There is an electronic interface between aesthetics and environmentalism. The web of life is recapitulated in the World Wide Web. For Iceberg (r11i01) (2005), Iñigo Manglano-Ovalle used radar and sonar technology to scan an entire iceberg adrift in the Labrador Sea. Once downloaded, the artist worked with an architect to create a three-dimensional, 25-foot sculpture of the iceberg based on the data. This copy, forged in aluminum and housed in a gallery, will never melt. Commenting on ephemeral geological forces, the sculpture acts as a metallic relic of the ice, a fleeting natural form. This project insists that we devise methods to preserve such essential structures, not simply replicate them.
Tomorrow’s forecast
Most galleries hibernate in August, yet what better time is there to consider the atmospheric pressure-cooker in which we reside? Prevailing Climate, an inter-disciplinary group exhibition at Manhattan’s appropriately named Sara Meltzer Gallery, was on display this past month.
The exhibition, which makes a concerted effort to include newer and older media projects, digs deeper into the word ‘climate,’ evoking its connotations of an atmosphere that characterizes a point in time. In his video Morning on the Archipelago Anthony Discenza remixes fragments of news broadcasts covering national disasters resulting from global warming. In doing so, Discenza creates a disorienting montage that questions how information is dispersed.

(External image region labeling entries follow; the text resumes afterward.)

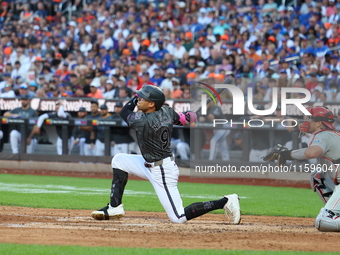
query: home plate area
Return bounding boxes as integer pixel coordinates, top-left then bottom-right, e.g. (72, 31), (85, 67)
(0, 206), (340, 251)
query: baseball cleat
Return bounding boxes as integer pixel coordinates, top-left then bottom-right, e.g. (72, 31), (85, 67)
(223, 194), (241, 225)
(91, 203), (125, 220)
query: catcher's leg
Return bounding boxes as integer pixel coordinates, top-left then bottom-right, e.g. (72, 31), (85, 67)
(311, 172), (340, 232)
(91, 153), (148, 220)
(9, 129), (21, 154)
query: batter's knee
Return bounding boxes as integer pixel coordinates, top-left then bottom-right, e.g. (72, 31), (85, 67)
(315, 208), (340, 232)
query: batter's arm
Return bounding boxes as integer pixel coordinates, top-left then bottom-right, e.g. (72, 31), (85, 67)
(26, 113), (49, 145)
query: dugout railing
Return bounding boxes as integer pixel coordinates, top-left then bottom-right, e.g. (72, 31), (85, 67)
(0, 117), (300, 169)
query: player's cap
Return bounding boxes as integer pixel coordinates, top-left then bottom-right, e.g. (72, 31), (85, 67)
(85, 73), (93, 79)
(90, 77), (100, 88)
(20, 83), (28, 89)
(30, 81), (37, 87)
(171, 77), (179, 84)
(119, 76), (126, 82)
(197, 61), (205, 67)
(166, 68), (176, 74)
(115, 102), (123, 107)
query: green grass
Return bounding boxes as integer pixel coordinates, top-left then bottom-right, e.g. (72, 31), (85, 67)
(0, 174), (323, 217)
(0, 243), (338, 255)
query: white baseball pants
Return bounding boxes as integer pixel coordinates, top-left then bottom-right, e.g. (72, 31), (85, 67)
(57, 137), (74, 155)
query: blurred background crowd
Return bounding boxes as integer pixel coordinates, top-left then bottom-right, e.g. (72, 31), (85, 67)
(0, 0), (340, 101)
(0, 0), (340, 159)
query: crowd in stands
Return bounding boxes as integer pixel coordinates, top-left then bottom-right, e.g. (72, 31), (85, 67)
(0, 0), (340, 101)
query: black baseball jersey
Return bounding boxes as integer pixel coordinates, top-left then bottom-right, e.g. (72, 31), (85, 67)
(84, 112), (101, 143)
(72, 119), (90, 139)
(10, 107), (39, 137)
(47, 112), (73, 138)
(93, 115), (111, 143)
(127, 106), (179, 163)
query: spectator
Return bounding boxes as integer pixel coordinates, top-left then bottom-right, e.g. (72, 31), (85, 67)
(160, 68), (176, 92)
(4, 95), (38, 154)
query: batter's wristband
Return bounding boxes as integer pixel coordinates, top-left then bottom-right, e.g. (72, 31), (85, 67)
(280, 150), (293, 160)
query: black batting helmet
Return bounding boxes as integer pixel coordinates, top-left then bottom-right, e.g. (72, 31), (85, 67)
(137, 85), (165, 110)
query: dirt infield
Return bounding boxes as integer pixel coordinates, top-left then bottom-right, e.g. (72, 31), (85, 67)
(0, 206), (340, 252)
(0, 170), (340, 252)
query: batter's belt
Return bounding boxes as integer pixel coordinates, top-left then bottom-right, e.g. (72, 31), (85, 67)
(144, 157), (175, 168)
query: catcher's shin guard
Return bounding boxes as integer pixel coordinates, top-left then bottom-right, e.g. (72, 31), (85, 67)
(310, 170), (335, 204)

The digital art duo Thomson and Craighead collapsed time in Light From Tomorrow recording outdoor light conditions in the Kingdom of Tonga, a small cluster of islands in the South Pacific. These data were sent, via the Internet, across the International Date Line to a room in the San Jose Museum of Art. In close to real time, the viewer can perceive fluctuations in Tonga light conditions, occurring 20 hours in the future, in a light panel display installed on the gallery wall. A mysterious link forward in time, the light sculpture pushes us to think proactively—to remember that our actions today will impact our tomorrow.
Thomson and Craighead have expanded our view of global climate change before. Weather Gauge, a software program designed for projection on a gallery wall, displays current weather data for more than 150 countries simultaneously. This array of constantly shifting data might act as a monitoring station as our climate destabilizes; or, it might be a new kind of cartography, forgoing national boundaries for a more vital map of temperature ranges.
Last summer, Andrea Polli had her ear to the ground in New York’s Central Park. In Heat and the Heartbeat of the City she used the park as a base for a new series of sonifications that illustrate upcoming climate changes. Computer algorithms take weather data recorded in the park and, using scientific models, extrapolate future patterns. The resulting harmonics provide an auditory gateway to the drastic temperature increases that will occur between 2006 and the 2080s. In a sense, the work broadcasts the ecosystem’s own distress signal.
Polli presents an alarming narrative, yet one that acts as a social and political catalyst. By giving us visceral access to this otherwise abstract data, she, like Thomson and Craighead, ask us to imagine the future, and also the possibility of a different future—one where global warming has been curtailed. These works and their contemporaries contain an undercurrent of optimism; beneath apocalyptic visuals there is a glimmer of hope that it’s not too late. Our destiny is not written in stone, but is, instead, as malleable as the currents and weather patterns that encircle the globe.
This article was printed in The College Hill Independent on September 15, 2006.